Caffeine increases striatal dopamine D2/D3 receptor availability in the human brain

N D Volkow et al. Transl Psychiatry. 2015.

Abstract

Caffeine, the most widely consumed psychoactive substance in the world, is used to promote wakefulness and enhance alertness. Like other wake-promoting drugs (stimulants and modafinil), caffeine enhances dopamine (DA) signaling in the brain, which it does predominantly by antagonizing adenosine A2A receptors (A2AR). However, it is unclear if caffeine, at the doses consumed by humans, increases DA release or whether it modulates the functions of postsynaptic DA receptors through its interaction with adenosine receptors, which modulate them.
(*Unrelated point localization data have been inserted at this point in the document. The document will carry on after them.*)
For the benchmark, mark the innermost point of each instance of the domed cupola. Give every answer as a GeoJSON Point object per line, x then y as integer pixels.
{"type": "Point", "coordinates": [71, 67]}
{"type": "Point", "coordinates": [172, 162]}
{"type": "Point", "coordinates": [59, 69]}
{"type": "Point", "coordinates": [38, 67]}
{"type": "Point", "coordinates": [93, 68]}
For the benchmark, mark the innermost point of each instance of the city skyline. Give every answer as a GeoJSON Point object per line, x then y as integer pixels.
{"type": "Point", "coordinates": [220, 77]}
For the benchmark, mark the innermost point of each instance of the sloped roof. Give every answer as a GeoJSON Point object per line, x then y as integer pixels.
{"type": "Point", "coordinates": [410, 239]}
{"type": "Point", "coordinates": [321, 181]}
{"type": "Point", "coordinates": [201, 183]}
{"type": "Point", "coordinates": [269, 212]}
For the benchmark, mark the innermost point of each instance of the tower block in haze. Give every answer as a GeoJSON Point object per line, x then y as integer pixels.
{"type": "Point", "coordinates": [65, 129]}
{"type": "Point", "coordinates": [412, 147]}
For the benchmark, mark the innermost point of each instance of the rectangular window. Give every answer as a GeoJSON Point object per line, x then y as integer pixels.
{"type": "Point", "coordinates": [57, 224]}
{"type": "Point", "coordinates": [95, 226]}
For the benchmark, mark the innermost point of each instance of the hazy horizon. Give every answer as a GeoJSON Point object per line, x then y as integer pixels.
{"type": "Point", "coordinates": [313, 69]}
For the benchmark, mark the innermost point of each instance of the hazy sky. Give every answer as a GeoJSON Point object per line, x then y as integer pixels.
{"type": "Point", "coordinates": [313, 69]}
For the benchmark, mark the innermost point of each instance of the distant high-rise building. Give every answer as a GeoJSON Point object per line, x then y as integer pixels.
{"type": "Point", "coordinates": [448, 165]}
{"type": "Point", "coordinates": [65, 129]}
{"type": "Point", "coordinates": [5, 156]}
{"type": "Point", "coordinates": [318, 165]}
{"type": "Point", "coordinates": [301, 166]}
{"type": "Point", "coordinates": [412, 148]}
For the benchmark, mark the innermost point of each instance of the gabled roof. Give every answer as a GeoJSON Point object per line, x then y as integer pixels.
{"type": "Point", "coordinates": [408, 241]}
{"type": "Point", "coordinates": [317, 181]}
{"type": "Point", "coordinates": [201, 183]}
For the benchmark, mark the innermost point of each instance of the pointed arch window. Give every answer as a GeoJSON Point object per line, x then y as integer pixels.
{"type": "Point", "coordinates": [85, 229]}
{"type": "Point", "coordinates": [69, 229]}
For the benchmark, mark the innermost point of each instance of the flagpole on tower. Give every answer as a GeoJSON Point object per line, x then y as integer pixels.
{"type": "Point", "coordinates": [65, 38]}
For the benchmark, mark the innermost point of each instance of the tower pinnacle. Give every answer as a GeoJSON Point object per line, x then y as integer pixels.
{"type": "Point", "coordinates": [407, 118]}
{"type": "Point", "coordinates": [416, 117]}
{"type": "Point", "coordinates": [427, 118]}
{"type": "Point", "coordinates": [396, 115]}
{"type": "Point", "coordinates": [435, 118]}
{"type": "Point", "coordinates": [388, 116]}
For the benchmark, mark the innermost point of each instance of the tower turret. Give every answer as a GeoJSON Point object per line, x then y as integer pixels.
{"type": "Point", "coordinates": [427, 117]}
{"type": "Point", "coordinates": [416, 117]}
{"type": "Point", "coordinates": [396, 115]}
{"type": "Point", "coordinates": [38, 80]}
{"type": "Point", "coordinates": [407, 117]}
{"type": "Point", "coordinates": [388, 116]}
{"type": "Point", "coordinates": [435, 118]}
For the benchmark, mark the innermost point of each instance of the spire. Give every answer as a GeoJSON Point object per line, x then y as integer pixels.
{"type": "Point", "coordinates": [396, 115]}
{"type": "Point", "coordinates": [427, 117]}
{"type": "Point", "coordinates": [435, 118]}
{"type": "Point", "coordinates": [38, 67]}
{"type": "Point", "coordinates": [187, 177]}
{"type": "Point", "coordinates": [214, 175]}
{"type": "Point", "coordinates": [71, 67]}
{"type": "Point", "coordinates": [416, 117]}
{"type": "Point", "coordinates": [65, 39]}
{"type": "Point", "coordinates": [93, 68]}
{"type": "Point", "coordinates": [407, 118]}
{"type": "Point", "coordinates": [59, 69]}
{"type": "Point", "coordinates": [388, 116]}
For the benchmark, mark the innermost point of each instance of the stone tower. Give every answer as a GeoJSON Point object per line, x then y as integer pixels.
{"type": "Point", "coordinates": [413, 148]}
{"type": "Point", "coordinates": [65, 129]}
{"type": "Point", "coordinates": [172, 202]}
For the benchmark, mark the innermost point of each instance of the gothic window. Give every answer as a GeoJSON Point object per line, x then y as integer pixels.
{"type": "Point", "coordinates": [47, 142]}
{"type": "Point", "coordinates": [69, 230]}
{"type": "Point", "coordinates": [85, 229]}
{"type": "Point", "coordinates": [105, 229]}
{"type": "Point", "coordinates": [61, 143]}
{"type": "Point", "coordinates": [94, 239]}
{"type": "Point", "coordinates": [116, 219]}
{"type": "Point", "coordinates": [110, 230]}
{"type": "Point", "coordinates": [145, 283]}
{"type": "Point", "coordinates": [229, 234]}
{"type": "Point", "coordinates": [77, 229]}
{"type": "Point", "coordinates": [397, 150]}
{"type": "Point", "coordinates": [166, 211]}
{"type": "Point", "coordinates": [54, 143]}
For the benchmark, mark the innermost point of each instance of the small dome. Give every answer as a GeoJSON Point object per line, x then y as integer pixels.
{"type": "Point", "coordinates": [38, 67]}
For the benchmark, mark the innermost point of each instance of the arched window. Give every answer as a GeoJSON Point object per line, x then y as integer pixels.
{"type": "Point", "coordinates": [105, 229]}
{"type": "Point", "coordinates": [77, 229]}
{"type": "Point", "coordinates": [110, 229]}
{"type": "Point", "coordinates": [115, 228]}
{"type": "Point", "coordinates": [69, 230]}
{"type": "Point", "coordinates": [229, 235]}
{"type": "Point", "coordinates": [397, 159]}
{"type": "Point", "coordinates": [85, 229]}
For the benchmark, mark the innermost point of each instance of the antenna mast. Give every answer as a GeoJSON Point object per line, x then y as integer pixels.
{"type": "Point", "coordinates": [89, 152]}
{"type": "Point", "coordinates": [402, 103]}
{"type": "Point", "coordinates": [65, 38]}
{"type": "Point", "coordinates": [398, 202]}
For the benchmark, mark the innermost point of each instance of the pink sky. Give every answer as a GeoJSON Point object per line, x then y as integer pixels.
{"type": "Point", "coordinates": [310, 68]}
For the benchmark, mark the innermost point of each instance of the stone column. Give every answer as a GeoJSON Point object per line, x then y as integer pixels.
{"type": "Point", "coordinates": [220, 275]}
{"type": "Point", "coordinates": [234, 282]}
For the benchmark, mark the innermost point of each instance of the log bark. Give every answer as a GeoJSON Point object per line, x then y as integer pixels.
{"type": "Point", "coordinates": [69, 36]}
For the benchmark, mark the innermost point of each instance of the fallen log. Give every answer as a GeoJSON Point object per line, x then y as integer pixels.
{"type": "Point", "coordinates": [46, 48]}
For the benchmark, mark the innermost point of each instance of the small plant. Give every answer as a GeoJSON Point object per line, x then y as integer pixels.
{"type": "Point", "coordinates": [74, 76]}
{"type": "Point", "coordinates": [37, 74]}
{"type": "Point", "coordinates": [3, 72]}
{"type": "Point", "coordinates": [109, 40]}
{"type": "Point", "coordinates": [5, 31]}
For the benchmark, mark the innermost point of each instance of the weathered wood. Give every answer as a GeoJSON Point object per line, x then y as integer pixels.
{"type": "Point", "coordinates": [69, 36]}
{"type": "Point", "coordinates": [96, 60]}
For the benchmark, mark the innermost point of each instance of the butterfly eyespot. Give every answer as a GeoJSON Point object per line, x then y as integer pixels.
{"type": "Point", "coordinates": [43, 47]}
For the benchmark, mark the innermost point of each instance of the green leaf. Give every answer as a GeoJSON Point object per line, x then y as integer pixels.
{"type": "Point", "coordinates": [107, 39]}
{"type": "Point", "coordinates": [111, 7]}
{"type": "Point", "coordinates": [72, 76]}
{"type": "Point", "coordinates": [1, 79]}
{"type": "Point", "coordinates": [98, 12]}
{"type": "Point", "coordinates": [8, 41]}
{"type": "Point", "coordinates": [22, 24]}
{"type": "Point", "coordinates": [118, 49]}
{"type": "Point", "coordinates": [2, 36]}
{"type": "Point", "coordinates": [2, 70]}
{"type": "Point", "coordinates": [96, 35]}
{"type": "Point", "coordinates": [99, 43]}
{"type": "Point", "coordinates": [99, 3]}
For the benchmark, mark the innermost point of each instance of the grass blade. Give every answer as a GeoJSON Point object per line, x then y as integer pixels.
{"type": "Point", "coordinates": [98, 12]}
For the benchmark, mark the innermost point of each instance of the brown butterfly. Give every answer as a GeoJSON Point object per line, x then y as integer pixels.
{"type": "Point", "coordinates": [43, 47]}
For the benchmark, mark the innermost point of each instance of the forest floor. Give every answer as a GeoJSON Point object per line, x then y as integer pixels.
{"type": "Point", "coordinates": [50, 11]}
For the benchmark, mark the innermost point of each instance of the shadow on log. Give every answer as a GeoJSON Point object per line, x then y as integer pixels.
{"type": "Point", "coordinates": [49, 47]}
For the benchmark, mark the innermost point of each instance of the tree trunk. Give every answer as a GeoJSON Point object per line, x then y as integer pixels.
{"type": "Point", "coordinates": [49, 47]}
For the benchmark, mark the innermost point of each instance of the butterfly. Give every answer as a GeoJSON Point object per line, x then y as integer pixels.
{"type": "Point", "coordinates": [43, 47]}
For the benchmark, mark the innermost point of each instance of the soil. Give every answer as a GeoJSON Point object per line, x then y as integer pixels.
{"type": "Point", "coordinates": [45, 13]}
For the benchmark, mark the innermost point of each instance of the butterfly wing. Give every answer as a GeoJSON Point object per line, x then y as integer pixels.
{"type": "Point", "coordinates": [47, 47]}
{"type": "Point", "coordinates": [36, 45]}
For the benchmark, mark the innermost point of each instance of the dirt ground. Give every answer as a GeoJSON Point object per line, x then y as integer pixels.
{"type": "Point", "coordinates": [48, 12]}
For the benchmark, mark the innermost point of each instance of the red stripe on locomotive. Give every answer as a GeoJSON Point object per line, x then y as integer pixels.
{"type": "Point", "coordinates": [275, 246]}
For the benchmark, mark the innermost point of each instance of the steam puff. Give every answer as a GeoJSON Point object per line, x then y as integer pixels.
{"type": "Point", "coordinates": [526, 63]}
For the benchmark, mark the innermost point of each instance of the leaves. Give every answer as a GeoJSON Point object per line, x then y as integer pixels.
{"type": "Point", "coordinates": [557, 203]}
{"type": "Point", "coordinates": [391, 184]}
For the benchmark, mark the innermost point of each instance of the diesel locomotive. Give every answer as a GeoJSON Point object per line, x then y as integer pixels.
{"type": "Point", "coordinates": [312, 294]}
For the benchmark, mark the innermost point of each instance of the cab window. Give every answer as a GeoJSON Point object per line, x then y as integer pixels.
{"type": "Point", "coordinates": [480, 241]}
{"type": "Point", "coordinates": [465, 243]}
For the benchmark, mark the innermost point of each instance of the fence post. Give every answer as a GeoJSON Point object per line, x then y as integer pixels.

We used positron emission tomography and [(11)C]raclopride (DA D2/D3 receptor radioligand sensitive to endogenous DA) to assess if caffeine increased DA release in striatum in 20 healthy controls. Caffeine (300 mg p.o.) significantly increased the availability of D2/D3 receptors in putamen and ventral striatum, but not in caudate, when compared with placebo. In addition, caffeine-induced increases in D2/D3 receptor availability in the ventral striatum were associated with caffeine-induced increases in alertness. Our findings indicate that in the human brain, caffeine, at doses typically consumed, increases the availability of DA D2/D3 receptors, which indicates that caffeine does not increase DA in the striatum for this would have decreased D2/D3 receptor availability. Instead, we interpret our findings to reflect an increase in D2/D3 receptor levels in striatum with caffeine (or changes in affinity). The association between increases in D2/D3 receptor availability in ventral striatum and alertness suggests that caffeine might enhance arousal, in part, by upregulating D2/D3 receptors.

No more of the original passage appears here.